- Investors should prepare for a plunge to $33.
- The 78.6% Fibonacci level is likely to halt the current short-term downtrend.
Avalanche (AVAX) price has fallen once again, with Bitcoin (BTC) and the rest of the cryptocurrency markets witnessing heavy selling activity over the past four days. During this period, market dynamics changed.
Traders and investors can embrace a new narrative. Alternatively, utilizing technical analysis and finding narratives can also lead to consistent profits. So what are the pitfalls that AVAX bulls need to watch out for?

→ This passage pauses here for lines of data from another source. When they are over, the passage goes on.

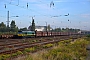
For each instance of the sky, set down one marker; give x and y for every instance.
(45, 14)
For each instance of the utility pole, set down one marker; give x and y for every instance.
(46, 26)
(8, 19)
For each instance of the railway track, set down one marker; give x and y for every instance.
(12, 45)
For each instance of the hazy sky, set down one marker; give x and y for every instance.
(40, 10)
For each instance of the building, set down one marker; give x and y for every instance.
(39, 28)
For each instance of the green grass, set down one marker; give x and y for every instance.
(66, 50)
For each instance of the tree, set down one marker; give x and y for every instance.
(23, 29)
(2, 25)
(33, 25)
(13, 27)
(48, 27)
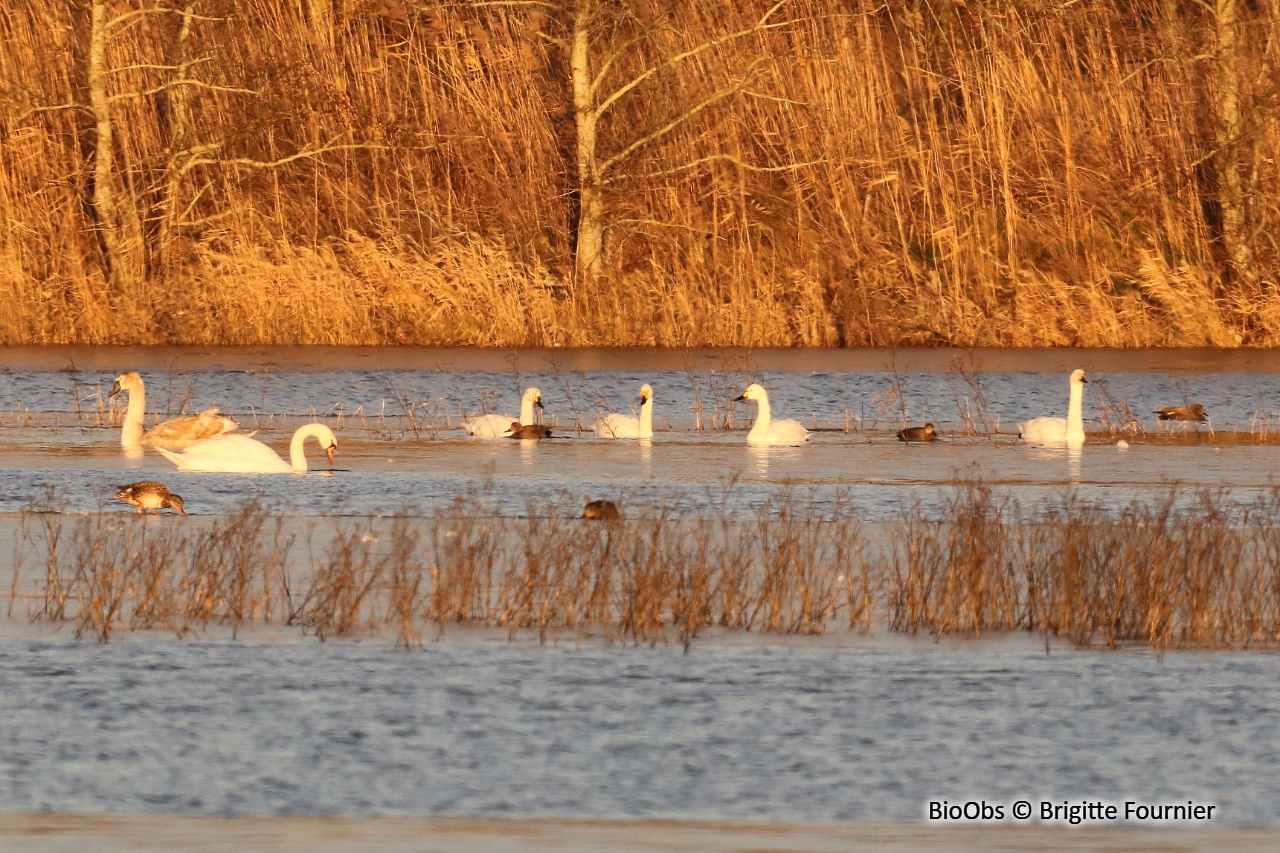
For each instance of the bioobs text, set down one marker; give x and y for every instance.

One of the breaker blocks is already broken.
Based on one-day price action, AMBCrypto has marked two breaker blocks in turquoise, indicating demand zones.
AVAX was expected to see a bullish reaction at $46.5 as it is at the 61.8% Fibonacci retracement level.
Instead, the price briefly fell below $46.5 on April 3. It has not yet closed a 1-day or 12-hour candle below $46.5.
Further south, the $41.37 level was important as a demand zone for the same reason: the confluence of a breaker block and a fiber retracement level.
Technical indicators showed a serious situation for the bulls. RSI is at 35, reflecting solid bearish momentum. CMF was -0.18, indicating strong capital flows in the market.
Should investors prepare for a revisit to $30?
Liquidation heatmaps over the past three months highlight the $50 region as a pivotal space for liquidity. When the price fell below that, a liquidation cascade followed, causing the price to fall further.
Read Avalanche (AVAX) Price Prediction for 2023-24
At press time, the $42.6 and $38.6 levels were the next pockets of liquidity that could attract AVAX price.
There was also a high clearing concentration of $33-$33.3. An avalanche could lead to a plunge to these levels and such a move would change the market structure to bearish.
Disclaimer: The information presented does not constitute financial, investment, trading, or any other type of advice and is solely the opinion of the author.